NASA Marketing Video to Run Before New 'Star Trek' Film

NASA Marketing Video to Run Before New 'Star Trek' Film
Zachary Quinto as Spock in 2009's 'Star Trek'
Photograph by Paramount/Everett Collection

When Star Trek into Darkness hits screens this May, Trekkies won’t have to wait for the movie to begin to see images of far-off galaxies, or to be inundated with melodramatic tales of man’s conquering of the unknown. “We are the explorers,” booms the voice of Optimus Prime in a NASA marketing video that will air before the movie in select theaters.

A remix of a longer NASA marketing video, the 30-second spot was sponsored by the Aerospace Industries Association and was crowdfunded on indiegogo.

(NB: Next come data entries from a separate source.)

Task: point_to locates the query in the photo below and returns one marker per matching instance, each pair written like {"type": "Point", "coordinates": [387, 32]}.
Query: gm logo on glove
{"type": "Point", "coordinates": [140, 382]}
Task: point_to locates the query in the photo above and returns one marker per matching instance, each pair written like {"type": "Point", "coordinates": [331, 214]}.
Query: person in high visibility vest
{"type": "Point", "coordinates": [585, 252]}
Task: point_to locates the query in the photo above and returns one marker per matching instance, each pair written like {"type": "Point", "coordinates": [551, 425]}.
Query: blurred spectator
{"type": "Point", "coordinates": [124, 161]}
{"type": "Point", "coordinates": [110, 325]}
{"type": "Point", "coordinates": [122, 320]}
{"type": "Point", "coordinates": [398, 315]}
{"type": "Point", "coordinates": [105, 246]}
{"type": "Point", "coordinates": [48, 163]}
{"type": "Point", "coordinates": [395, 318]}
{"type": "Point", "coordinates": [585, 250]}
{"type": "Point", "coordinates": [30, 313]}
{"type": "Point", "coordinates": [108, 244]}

This is NASA’s original video:

The original 2:36-minute video, produced at NASA’s Johnson Space Center in 2012, is technically in the public domain. The AIA then stepped in to cut the 2:36-minute ad down and to coordinate the crowdfunding. With 30 days remaining, the project has raised around $45,000—more than the initial goal, but less than the $94,000 that the campaign says it needs to put the ad in at least one theater in every U.S. state. Perks for contributions include a black-and-white spacesuit photo, “authentic” space shuttle mission patches and lapel pins, and—for donors of $1,000 or more—a classic space program model.

“By donating to this campaign,” the page says, “you’re making a very powerful statement about the widespread enthusiasm that exists for space programs.” Star Trek: The Next Generation actor Will Wheaton seemed to agree. “Let’s get a PSA for NASA to run before Star Trek Into Darkness! Who’s with me?!” he tweeted.

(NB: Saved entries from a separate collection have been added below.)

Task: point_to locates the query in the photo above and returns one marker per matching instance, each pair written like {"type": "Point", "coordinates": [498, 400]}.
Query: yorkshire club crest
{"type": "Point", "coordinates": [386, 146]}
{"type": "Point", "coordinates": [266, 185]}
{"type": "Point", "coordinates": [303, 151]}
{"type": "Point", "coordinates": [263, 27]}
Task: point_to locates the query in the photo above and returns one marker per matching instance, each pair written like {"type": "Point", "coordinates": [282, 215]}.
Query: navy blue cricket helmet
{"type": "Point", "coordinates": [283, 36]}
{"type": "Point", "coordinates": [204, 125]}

“Crowdfunding campaigns are becoming increasingly popular in the space community,” says AIA Director of Space Systems Dan Hendrickson, pointing to a recent fundraising effort to recover Lunar Orbiter mission data. “The original idea behind this campaign wasn’t a response to budget cuts,” he insists. “This is a campaign to highlight to our students and young people that human spaceflight is alive and well in the United States in the post-Space Shuttle era.” Citing “immediate and overwhelming financial support,” Hendrickson considers the experiment a success.

Still, the new public-interest advertising model comes with challenges. Some financial backers are interested in more than patches and pins; they seek a say in the project they’ve made possible. “Focus on more than just spinoffs,” suggests one commenter. “Focus on current projects,” suggests another. A Reddit thread is agitating for the airing of a different video with a Carl Sagan voiceover.

“Thanks so much for all of this feedback,” wrote Hendrickson in the comments section. “I’m reading all of it and taking [it] into consideration. … We’re exploring lots of options.”